Build a workers party that fights for a workers government to unite all the oppressed. None of the nice things mentioned above can be accomplished without as serious struggle for political power. We need to struggle for an independent working-class-centered political party that we can call our own and where our leaders act as “tribunes of the people” not hacks. The creation of that workers party, however, will get us nowhere unless it fights for a workers government to begin the transition to the next level of human progress on a world-wide scale.

Emblazon on our red banner-Labor and the oppressed must rule!

Guest Commentary from the IWW (Industrial Workers Of The World, Wobblies) website http://www.iww.org/en/culture/official/preamble.shtml


Preamble to the IWW Constitution (1905)

Posted Sun, 05/01/2005 - 8:34am by IWW.org Editor

The working class and the employing class have nothing in common. There can be no peace so long as hunger and want are found among millions of the working people and the few, who make up the employing class, have all the good things of life.

Between these two classes a struggle must go on until the workers of the world organize as a class, take possession of the means of production, abolish the wage system, and live in harmony with the Earth.

We find that the centering of the management of industries into fewer and fewer hands makes the trade unions unable to cope with the ever growing power of the employing class. The trade unions foster a state of affairs which allows one set of workers to be pitted against another set of workers in the same industry, thereby helping defeat one another in wage wars.
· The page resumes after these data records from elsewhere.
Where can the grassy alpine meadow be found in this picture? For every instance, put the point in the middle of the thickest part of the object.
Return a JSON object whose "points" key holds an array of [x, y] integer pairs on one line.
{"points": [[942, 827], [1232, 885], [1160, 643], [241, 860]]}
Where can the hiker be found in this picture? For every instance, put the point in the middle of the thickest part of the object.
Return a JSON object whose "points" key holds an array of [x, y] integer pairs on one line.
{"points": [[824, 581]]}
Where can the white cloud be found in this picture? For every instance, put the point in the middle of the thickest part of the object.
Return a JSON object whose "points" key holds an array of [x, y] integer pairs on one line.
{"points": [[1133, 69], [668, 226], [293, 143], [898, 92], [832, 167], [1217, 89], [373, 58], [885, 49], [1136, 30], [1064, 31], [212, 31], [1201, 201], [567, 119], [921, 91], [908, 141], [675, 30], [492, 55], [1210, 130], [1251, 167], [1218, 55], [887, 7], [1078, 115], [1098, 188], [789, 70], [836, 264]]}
Moreover, the trade unions aid the employing class to mislead the workers into the belief that the working class have interests in common with their employers.

These conditions can be changed and the interest of the working class upheld only by an organization formed in such a way that all its members in any one industry, or in all industries if necessary, cease work whenever a strike or lockout is on in any department thereof, thus making an injury to one an injury to all.

Instead of the conservative motto, "A fair day's wage for a fair day's work," we must inscribe on our banner the revolutionary watchword, "Abolition of the wage system."

It is the historic mission of the working class to do away with capitalism. The army of production must be organized, not only for everyday struggle with capitalists, but also to carry on production when capitalism shall have been overthrown. By organizing industrially we are forming the structure of the new society within the shell of the old.